By REED NELSON
Yesterday’s boredom-driven, internet-enabled trade scenario sent LeBron James to Golden State, Dwayne Wade to Denver and a bevy of young talent to Miami. It made fiscal sense, it made some basketball sense and it wasn’t the most offensive deal in the world to any party involved.
In fact, two of the three teams improved significantly, and the other one might have gotten the second best deal on paper.
That kind of magnanimity did not happen this time. Today I attempted to right Joe Dumars’ wrongs, restore luster to the Palace and bring an imaginary championship back to the D.
In order to accomplish this, I needed to run over any other imaginary team involved, crush them with the invisible hand of indignation and otherwise pillage and plunder any NBA roster with acquirable talent (which will have to involve Denver, just like any other huge trade would). No player is safe, no GM’s emotions, real-life tendencies or dignity is considered and very little attention is paid to whether or not this deal would ever happen.
With all that being said, the money still works, everyone gets some sort of young, athletic balloon and the Pistons get much, much better. Like an estimated 14 wins better. And it could happen tomorrow.
(Assuming that Royce White accidentally hits Daryl Morey in the head with a frying pan, Masai Ujiri forgets how to read and Gary Sacks’ brain is mysteriously switched with the brain of Neil Olshey without Sacks’ consent. These events happening this evening have a startlingly high mathematical probability, according to the shoddy calculations of a frying-panned Morey.)

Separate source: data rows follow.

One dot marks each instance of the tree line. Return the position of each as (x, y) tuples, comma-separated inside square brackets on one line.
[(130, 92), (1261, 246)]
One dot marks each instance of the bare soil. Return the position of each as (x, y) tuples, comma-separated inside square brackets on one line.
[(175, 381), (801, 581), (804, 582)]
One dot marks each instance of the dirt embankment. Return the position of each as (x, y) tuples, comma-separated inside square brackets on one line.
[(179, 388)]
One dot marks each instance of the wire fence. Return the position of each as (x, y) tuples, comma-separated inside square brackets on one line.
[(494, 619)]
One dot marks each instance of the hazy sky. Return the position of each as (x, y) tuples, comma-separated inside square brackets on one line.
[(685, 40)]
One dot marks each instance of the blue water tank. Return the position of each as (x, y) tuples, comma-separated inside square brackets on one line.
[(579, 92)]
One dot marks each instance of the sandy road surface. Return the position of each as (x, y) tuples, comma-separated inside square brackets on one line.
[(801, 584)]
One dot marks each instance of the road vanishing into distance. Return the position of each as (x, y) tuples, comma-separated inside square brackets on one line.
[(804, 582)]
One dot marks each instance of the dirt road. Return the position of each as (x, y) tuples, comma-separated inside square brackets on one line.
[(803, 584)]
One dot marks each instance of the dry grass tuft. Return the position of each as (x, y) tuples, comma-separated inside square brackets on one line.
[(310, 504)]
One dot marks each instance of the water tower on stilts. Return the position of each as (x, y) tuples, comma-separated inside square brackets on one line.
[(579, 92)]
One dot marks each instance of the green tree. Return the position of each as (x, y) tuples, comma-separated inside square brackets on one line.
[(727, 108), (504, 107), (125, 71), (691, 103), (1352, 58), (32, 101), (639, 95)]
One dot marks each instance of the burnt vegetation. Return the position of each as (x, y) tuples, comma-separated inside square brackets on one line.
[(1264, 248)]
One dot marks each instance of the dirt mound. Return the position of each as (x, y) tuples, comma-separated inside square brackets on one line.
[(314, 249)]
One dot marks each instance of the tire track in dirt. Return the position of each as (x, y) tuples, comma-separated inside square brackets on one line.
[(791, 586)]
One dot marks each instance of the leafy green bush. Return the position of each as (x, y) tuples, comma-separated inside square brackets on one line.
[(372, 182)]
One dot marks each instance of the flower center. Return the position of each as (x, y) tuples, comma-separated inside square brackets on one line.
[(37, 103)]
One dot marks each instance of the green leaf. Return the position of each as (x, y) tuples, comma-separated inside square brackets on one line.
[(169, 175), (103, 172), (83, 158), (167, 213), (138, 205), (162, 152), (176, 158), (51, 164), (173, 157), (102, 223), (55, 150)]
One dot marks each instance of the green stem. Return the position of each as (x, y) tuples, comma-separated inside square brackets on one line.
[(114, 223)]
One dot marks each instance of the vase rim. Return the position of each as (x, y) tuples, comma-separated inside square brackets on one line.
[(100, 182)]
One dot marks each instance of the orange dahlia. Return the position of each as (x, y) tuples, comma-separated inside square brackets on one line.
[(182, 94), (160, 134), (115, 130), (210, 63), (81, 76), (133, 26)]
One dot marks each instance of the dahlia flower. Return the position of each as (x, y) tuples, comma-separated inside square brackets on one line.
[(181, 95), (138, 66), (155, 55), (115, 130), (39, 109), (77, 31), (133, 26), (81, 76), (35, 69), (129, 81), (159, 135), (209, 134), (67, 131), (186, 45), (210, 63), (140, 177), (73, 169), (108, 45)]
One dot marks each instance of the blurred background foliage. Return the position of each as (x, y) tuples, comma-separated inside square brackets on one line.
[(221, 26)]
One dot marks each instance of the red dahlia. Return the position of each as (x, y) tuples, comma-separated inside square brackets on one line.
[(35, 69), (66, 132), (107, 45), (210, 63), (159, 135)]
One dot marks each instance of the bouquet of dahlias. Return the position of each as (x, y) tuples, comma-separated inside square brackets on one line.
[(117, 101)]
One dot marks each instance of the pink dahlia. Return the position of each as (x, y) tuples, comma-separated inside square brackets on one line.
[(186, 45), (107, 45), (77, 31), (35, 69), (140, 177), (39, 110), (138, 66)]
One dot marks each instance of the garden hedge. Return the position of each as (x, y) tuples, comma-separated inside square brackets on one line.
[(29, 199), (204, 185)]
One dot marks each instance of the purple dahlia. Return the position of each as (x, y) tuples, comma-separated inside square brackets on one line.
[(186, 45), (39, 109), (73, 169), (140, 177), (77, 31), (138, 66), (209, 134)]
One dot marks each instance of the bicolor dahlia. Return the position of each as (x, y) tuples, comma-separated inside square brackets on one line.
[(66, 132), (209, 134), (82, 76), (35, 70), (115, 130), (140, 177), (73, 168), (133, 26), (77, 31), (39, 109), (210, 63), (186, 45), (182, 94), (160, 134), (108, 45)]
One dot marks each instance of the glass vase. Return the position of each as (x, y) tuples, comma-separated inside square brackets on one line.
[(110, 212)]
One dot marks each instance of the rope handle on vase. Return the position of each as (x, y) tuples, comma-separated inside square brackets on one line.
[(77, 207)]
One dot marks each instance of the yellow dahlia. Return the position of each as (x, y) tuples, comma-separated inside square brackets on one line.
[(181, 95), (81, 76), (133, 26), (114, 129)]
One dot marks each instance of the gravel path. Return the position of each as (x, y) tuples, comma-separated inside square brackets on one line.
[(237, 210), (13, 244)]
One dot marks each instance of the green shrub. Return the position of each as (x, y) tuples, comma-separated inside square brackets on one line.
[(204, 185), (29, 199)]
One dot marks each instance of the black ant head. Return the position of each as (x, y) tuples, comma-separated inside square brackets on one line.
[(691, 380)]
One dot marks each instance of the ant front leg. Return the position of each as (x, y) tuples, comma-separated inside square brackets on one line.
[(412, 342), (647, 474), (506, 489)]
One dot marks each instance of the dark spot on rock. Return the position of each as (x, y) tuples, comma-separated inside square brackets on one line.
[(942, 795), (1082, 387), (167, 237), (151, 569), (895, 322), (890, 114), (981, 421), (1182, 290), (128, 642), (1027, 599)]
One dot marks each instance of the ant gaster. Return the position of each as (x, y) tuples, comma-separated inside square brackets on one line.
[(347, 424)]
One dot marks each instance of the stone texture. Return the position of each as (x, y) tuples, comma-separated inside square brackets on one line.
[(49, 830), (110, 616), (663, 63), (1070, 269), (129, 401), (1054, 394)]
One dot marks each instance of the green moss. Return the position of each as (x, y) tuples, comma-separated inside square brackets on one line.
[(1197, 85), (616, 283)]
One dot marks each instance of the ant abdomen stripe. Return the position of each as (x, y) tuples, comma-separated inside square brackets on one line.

Today’s Trade: Extreme Home Makeover, Pistons Edition
Why this, like, sorta works: Because… because… because… because the Pistons could use a break? And in this scenario they get to keep Twitter’s favorite player, Andre Drummond, while acquiring an ark’s worth of talent? Is that really my justification? Should I just keep asking questions to no one in particular to distract people from the absurdity of the deal? Does said deal work for the other teams? Absolutely not, but it doesn’t bankrupt them, and I would even argue that this deal actually serves the Pistons and the Rockets, in a weird sort of way.
The Pistons immediately become better while shedding the last of the bad contracts. Their starting five becomes Jose Calderon, James Harden, Danilo Gallinari, Blake Griffin and Andre Drummond with Brandon Knight and Jason Maxiell coming off the bench.
They can now play with any team in the East. Blake Griffin finally has a competent interior passer (Drummond) and a super competent wing. Miami wouldn’t be able to keep up with their starting five. Same for the Knicks. The Pistons would become favorites in the East again, Nelly would have the No. 1 song in America.
And the Rockets don’t totally lose in this deal (OK, they might. But at least it was a tough loss. The Clippers and the Nuggets got steamrolled in the equation). They lose their shiny new part (Harden), but they add two newer, potentially shinier pieces (Faried and Bledsoe) that make next to nothing for the next two years.
Stuckey can plug the immediate scoring hole that Harden would leave behind, and (in a world that justifies this ridiculous hypothetical and rewards this type of inane speculative behavior) Faried’s athleticism could provide the Rockets shooters with enough second chance opportunities to offset the inevitable decline in shot efficiency.
The poor Clippers set themselves back a few years in this scenario, but they do get a bright young center (Monroe) and $15 million or so in expiring contracts.
The real loser here is the Nuggets. Their house was stripped bare, the vandals leaving behind the garbage as some sort of messed up consolation.
I have nothing against the Nuggets, mind you, and tomorrow I might try to turn them into a title contender, but today they got in the way of the mighty Joe Dumars. And nobody gets in the way of Dumars.